Paul McCartney was singing. Love doesn’t come in a minute. Sometimes it doesn’t come at all. Molly asked nicely of the unseen Claire: Did love come? At age 42 are you going to your son’s graduation or to Club Med?

 

Claire informed Molly: "Here are the photographs of my friends; here’s the view from my window (the camera reeled recklessly between the pond and a distant chapel). Here is my closet, and here’s my poster from Australia!

 

Static. And then, "This is the outside of my dorm. The End!"

 

Molly stared at the burbling static for a moment before the remote silenced it. She wondered if Claire had visited Australia again, if Gaye was under the Tuscan sun, if Sarah was somewhere still singing and still wondering what ever happened to her Belles video.

 

The logs were all but consumed—Ah, the smoldering embers remain, Molly noticed. She smiled, at her own memory of a college campus in spring, chance meetings arriving on time, desultory days when dreams slumbered, frosty mornings running for a train, an interview, a trip.
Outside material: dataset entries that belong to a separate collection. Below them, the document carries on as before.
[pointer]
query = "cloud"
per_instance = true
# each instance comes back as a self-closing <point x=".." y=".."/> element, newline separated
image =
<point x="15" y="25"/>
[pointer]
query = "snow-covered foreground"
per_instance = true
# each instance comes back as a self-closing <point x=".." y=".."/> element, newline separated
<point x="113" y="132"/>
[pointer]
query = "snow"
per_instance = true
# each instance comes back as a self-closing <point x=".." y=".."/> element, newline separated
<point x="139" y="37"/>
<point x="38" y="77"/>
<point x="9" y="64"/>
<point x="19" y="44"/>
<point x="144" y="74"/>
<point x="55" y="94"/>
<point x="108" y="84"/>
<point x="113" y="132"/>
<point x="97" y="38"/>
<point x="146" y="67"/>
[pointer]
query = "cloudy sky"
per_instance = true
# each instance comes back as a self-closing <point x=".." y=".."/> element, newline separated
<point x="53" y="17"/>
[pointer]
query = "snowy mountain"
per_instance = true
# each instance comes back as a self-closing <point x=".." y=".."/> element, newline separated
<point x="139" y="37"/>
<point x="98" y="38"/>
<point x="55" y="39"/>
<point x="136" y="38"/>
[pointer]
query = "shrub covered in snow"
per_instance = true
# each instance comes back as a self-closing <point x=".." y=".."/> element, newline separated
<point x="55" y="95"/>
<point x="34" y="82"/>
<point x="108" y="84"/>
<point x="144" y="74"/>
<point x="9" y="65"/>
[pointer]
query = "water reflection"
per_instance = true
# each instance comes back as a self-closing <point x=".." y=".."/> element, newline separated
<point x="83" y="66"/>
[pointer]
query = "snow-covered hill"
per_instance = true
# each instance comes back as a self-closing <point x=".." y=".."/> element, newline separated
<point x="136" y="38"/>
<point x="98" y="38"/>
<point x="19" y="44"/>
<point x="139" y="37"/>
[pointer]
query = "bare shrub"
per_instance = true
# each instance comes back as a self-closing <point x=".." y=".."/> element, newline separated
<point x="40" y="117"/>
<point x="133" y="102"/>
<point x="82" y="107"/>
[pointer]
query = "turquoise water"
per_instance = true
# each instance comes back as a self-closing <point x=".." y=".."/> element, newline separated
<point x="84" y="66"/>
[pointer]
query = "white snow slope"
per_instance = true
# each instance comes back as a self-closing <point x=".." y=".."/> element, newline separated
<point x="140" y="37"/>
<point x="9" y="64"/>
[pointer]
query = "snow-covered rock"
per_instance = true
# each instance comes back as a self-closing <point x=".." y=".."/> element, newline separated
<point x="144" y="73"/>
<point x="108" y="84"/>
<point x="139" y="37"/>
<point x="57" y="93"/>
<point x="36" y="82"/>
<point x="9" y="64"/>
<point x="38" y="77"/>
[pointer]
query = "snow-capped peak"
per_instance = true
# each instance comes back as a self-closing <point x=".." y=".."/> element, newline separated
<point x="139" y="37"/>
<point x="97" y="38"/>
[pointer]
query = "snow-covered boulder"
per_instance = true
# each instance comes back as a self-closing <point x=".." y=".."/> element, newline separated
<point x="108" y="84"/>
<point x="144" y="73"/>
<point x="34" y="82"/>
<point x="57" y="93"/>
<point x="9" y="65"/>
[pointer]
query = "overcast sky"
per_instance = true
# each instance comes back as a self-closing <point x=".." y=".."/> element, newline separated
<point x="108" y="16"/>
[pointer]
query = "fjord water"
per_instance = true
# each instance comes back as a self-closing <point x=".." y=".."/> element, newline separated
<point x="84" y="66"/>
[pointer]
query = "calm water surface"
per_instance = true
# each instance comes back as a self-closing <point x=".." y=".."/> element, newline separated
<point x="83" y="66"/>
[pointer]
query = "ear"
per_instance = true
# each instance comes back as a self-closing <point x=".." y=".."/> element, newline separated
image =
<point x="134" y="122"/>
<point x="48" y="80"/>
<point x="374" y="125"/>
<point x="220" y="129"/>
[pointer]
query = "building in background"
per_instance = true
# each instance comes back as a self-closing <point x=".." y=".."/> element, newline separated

Scarlet O’Hara at the Outer Banks, a ball gown, sorting and selecting assorted roads offered up to her over the decades since she’d travelled from youth.

 

She poked and prodded at the fire, and tossed in wadded balls of yesterday’s newspaper-- cheating, she always thought--before layering on the last of the wood she’d gathered in before the storm hit.

 

She felt her breath expanding beneath a shrinking ache in her chest. Her journey was unfinished. No rush. She’d make a nice salad and eat before the fire. It would warm her. She’d read a book. There would be time tomorrow to clean the kitchen. There would be time to decide on coffee cups, get a new job. There would be time to plan the dinner party, with candles. She wished she could send Sarah an invitation.